Drivers in Nicosia are weary of the two-speed cameras on Griva Digeni Avenue, and a better system in the works is not likely to help them relax unless they ease off the pedal.
Currently there are only two functional traffic enforcement cameras in the Republic of Cyprus. But they have been a pain in the neck for short-staffed police and thousands of unsuspecting drivers who use the main east-west connector every day.
Money has already been earmarked in the 2017 budget for the government to open a public tender to expand the use of speed cameras, but the successful private bidder isn’t expected to start issuing tickets any time soon.

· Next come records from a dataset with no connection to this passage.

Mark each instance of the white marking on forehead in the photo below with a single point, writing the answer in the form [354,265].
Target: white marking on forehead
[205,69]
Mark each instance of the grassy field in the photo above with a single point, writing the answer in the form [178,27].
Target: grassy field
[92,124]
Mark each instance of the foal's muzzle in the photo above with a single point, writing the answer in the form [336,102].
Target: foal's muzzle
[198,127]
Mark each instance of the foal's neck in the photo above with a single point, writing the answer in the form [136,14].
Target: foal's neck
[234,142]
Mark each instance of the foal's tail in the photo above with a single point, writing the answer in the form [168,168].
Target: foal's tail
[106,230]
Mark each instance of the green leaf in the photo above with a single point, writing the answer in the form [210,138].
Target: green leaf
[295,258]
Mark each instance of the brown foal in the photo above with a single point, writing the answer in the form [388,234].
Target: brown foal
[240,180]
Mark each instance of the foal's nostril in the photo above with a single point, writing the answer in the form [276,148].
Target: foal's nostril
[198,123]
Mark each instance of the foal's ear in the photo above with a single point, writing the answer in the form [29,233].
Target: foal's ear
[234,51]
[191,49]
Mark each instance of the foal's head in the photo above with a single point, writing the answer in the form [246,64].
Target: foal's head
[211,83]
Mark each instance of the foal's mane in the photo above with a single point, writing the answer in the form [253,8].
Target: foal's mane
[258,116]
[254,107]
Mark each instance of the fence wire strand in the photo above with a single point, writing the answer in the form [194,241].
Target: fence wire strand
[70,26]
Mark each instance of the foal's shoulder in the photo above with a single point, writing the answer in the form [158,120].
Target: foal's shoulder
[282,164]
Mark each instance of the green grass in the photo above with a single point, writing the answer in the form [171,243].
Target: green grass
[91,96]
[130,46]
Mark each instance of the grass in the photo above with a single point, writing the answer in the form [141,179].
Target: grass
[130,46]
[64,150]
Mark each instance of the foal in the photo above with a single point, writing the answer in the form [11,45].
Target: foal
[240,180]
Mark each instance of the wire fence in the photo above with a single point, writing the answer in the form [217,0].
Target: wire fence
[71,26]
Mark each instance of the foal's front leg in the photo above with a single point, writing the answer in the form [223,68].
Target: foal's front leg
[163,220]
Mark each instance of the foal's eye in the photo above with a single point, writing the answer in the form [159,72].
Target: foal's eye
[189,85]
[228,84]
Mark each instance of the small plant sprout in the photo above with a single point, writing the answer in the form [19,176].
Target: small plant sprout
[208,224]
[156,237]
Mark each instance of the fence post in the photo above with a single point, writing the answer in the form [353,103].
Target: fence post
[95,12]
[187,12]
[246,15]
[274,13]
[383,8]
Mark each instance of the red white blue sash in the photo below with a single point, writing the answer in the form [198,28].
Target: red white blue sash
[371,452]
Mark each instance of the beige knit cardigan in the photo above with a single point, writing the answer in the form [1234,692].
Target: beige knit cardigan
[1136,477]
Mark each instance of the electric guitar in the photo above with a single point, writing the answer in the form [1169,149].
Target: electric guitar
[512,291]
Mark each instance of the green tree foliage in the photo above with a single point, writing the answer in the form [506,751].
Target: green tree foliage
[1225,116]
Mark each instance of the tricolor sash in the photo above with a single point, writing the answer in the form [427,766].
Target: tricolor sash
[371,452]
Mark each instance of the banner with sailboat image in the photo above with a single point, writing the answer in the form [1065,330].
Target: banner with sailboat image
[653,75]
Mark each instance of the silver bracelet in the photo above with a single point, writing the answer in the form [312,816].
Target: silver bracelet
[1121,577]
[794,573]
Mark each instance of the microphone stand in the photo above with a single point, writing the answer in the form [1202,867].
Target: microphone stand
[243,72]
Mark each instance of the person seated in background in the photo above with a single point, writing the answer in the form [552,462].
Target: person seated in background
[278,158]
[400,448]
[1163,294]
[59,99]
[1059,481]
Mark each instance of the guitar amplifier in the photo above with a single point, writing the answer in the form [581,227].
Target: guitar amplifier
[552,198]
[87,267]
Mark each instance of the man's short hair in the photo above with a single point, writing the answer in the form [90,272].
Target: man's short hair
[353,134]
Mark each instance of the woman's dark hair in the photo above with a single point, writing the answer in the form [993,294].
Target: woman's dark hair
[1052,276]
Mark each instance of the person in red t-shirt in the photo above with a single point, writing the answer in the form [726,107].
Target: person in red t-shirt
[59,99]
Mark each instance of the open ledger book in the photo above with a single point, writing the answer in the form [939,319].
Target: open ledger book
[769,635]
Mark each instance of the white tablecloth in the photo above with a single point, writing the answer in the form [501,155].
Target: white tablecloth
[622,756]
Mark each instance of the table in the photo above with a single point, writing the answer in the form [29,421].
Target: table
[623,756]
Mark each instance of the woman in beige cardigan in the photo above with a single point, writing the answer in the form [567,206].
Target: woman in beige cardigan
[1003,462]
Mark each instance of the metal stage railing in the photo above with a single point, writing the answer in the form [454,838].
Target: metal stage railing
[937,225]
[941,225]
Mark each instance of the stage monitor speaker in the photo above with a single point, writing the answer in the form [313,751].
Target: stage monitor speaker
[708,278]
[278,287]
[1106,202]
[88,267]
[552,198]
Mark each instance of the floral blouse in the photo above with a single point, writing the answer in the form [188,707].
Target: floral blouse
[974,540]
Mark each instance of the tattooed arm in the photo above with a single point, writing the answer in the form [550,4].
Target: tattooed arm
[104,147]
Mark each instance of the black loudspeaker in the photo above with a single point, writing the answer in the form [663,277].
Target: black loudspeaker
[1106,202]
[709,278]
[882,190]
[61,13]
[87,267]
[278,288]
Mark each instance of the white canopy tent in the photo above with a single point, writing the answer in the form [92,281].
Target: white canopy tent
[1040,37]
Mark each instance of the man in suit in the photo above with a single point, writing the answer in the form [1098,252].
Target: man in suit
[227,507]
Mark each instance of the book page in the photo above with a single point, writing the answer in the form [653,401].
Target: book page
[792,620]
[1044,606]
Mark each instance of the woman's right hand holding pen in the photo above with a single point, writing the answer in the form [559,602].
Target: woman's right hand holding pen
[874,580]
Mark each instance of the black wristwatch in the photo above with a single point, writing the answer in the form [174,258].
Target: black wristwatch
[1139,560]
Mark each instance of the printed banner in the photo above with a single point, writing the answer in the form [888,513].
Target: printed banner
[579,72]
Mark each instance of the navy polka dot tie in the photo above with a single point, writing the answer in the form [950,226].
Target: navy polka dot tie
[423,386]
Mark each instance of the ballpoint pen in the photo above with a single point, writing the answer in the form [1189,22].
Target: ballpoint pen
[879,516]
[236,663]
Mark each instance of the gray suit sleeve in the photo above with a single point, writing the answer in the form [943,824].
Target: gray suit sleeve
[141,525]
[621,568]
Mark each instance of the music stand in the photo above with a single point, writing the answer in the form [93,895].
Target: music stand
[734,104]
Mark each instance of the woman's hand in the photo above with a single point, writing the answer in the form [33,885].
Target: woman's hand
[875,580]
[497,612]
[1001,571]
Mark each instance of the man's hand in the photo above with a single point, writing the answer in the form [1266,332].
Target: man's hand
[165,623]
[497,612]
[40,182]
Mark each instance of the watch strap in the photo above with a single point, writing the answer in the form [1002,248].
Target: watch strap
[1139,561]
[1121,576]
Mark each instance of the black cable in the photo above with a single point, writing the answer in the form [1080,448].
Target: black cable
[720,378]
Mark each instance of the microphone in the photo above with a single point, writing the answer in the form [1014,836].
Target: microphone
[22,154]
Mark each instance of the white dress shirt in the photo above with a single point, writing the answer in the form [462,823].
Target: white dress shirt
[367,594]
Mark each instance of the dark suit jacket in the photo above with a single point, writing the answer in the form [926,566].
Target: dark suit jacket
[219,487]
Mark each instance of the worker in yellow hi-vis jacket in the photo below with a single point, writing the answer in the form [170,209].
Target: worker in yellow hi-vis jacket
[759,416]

Electromechanical Services director Loucas Timotheou says the system will be fully automated, but police will maintain supervisory authority on both fixed and mobile cameras.
The long and protracted debate on national healthcare won’t end this coming year, but 2017 promises to be a defining moment for reforms with stakeholders and critics upping the ante.
Despite more doctors and nurses in state hospitals feeling disenfranchised and frustrated within a badly-run central system, their unions seem unwilling to jump on the wagon of reform.
A bundle of incentives proposed by Health Minister George Pamboridis, as a gesture to move things forward, was turned down on the basis it did not address concerns at the collective level, but rather focused on the individual productivity of doctors and nurses.
Pamboridis is now ringing in the New Year with a bigger challenge, as he tries to reinforce his message that any changes or meaningful improvements can take place only if coupled with decentralising state hospitals.
There are critical bills in the House Health Committee, and stakeholders are dissecting them in ways that are either causing delays or casting doubt over whether or not they really want a National Health Scheme.
The minister will now have to hit back and he is running out of time as state hospitals are in disarray.
See you in court
High profile murder cases expected to come to a conclusion in 2017 include that of Christos Thoma, 31, accused of the premeditated murder of three people – brothers Paraschos and Constantinos Dorzis, 19 and 21, as well as 24-year-old Emilios Miltiadous.
The killings followed a heated dispute – in Thoma’s father’s kebab shop in Heroes Square – over a Larnaca girl he had been in a relationship with. Thoma will appear in court again on January 18 and remain in prison until then.
The second trial involves the third suspect in the November 2015 murder of Daniela Rosca (photo). Panayiotis Alexandrou, 26, was in a relationship with Rosca and is accused of orchestrating her murder. Two other men have already been sent to prison after being found guilty of her murder.
Proceedings against Alexandrou will continue at Larnaca Court on January 9, 10 and 11.
While police on the streets are busy making drug-related arrests, there are signs that legalising cannabis for medicinal use is gaining momentum on the island.
Currently, only Health Minister George Pamboridis has the authority to approve the use of medical cannabis for patients in the Republic of Cyprus.
But there are many obstacles including red tape even with the approval, prompting medical marijuana supporters to call for legalisation.
Law enforcement and part of the political establishment have, for decades, favoured a tough stance that has demonised the plant and those who support its cultivation.
But as people with legitimate medical issues are challenging the courts, and with a Cabinet decision approving industrial cannabis, things are looking up in 2017 for the vilified plant.
“Let’s talk about medical cannabis without prejudice. A European society ought to be in a position to discuss the issue openly,” the minister said on social media.